A Cinemateca com o Indielisboa
Aimé Césaire, le Masque des Mots | Regards de Mémoire
duração total da projeção: 69 min | M/12
AIMÉ CÉSAIRE, LE MASQUE DES MOTS
Martinica, Estados Unidos, 1987 – 46 min / legendado eletronicamente em português
REGARDS DE MÉMOIRE
Haiti, Martinica, 2003 – 23 min / legendado eletronicamente em português
de Sarah Maldoror
 
Dez anos depois de ter realizado um primeiro documentário sobre Aimé Césaire (AIMÉ CÉSAIRE, UN HOMME UNE TERRE), Sarah Maldoror volta a filmá-lo por ocasião de uma homenagem que lhe é prestada nos Estados Unidos durante um colóquio sobre a Negritude em Miami.

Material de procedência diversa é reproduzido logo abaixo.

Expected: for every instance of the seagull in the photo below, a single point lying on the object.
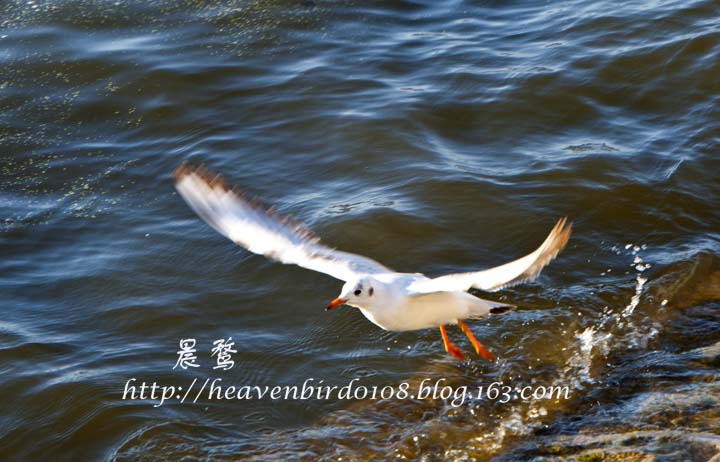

Aqui Césaire, o poeta para quem a escrita é um ato de liberdade, questiona o futuro da Martinica assim como a persistência do racismo no mundo, ao mesmo tempo que lê excertos da sua última obra. REGARDS DE MÉMOIRE enquadra-se numa série televisiva denominada “La Route de L’Esclave” e convoca as vozes dos poetas Édouard Glissant ou Aimé Césaire, o primeiro dos quais evoca Toussaint Louverture, o importante combatente anticolonialista negro que levou a cabo a libertação do Haiti e um dos grandes atores trágicos da história. Um filme que se constrói entre uma crítica à escravatura e a poesia da agitação permanente de Aimé Césaire, que o próprio associa a um desenraizamento primordial e à necessidade de uma viagem ao interior de nós mesmos. Primeiras exibições na Cinemateca.